プロンプトチェーン
Prompt Chaining
複数のプロンプトを連鎖させて、段階的にタスクを解かせる設計。1プロンプトで収まらない複雑な処理に有効。
プロンプトチェーンとは
プロンプトチェーンは、複数のプロンプトを段階的につなげて、1つの大きなタスクを処理する設計パターンです。1回のプロンプトで無理に全部やらせるより、ステップに分けてAIに渡すことで精度と制御性が上がります。
典型的なパターン
例: 契約書レビュー
Step 1: 条文を抽出する
プロンプト: "以下の契約書から条文を番号付きでリスト化して"
Step 2: 各条文のリスクを分析
プロンプト: "以下の条文を、貸主側の観点でリスク評価して。
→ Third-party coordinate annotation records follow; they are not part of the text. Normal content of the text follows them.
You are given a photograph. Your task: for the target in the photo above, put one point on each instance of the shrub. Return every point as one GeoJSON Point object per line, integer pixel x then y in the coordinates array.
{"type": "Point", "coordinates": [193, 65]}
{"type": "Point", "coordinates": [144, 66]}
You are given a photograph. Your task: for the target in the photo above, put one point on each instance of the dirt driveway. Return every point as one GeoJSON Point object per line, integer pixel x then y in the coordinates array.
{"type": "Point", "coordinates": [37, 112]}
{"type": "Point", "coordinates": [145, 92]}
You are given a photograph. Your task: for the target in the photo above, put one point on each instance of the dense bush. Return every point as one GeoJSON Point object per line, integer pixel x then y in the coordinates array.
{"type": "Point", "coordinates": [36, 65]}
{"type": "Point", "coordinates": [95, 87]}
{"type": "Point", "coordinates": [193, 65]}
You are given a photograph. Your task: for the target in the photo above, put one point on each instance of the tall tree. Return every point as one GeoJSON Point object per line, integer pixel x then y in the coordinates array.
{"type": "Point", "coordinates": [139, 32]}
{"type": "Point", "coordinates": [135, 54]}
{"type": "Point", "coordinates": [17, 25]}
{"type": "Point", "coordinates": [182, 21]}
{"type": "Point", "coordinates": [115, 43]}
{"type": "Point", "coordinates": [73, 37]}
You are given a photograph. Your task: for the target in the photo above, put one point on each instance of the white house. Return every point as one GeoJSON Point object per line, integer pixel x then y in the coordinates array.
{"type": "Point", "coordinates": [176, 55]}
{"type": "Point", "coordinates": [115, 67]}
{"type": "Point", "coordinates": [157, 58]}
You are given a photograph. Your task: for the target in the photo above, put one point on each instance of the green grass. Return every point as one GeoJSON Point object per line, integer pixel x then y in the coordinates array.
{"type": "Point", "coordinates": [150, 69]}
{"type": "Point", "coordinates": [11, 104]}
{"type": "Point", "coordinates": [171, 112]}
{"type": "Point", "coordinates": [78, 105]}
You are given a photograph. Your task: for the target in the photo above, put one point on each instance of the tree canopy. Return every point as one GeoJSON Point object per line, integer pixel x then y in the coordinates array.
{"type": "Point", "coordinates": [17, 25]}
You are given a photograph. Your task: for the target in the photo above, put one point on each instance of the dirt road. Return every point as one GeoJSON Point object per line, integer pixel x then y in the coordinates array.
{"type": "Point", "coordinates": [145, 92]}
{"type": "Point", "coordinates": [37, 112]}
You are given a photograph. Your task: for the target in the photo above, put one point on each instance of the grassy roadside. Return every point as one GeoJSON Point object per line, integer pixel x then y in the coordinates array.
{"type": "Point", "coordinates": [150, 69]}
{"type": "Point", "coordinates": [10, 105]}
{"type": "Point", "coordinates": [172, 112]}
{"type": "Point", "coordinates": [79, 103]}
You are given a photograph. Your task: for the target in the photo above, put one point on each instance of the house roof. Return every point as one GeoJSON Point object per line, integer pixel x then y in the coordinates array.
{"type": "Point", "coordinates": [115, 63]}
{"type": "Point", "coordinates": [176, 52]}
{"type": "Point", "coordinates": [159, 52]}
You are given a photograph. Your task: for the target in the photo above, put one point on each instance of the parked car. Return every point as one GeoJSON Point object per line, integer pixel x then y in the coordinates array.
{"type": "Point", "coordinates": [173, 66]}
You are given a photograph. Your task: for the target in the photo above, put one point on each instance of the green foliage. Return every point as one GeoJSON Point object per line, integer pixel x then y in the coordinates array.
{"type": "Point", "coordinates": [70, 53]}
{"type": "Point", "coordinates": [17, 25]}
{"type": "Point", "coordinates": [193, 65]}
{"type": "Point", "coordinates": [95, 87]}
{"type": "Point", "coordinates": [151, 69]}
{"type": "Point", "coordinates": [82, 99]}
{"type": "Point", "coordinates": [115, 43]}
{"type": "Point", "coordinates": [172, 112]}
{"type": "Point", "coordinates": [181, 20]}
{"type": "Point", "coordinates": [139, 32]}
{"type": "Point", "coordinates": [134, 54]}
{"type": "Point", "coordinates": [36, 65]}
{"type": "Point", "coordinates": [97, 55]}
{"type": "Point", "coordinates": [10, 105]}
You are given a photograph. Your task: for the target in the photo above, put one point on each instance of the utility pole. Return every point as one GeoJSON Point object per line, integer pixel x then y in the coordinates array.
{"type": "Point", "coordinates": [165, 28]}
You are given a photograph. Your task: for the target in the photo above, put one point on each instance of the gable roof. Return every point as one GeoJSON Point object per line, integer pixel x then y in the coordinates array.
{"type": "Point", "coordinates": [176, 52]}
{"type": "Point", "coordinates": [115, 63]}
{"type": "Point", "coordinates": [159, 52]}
各条文に...
高・中・低のリスクレベル付きで"
Step 3: 優先度順にまとめる
プロンプト: "ステップ2の結果を、優先度順に3つに絞って..."
Step 4: クライアント向け報告書を作成
プロンプト: "ステップ3を踏まえて、クライアント向けの報告書を..."
Chain-of-Thought との違い
- Chain-of-Thought: 1つのプロンプト内で段階的に考えさせる
- プロンプトチェーン: プロンプト自体を複数に分け、各ステップで別のAI呼び出し
CoT が短距離走、プロンプトチェーンが駅伝のような違いです。
士業業務での応用
- 案件ヒアリング → 論点整理 → 想定解 → 書面ドラフト(段階ごとに人がレビューを挟める)
- 資料収集 → 分類 → 要約 → レポート化
- 見積もり → 業務フロー設計 → 契約書ドラフト
ツール
Dify、n8n、LangChain、Difyなどのワークフローツールを使うとGUIでプロンプトチェーンを組めます。コード知識がなくても、業務担当者が組み立てやすくなっています。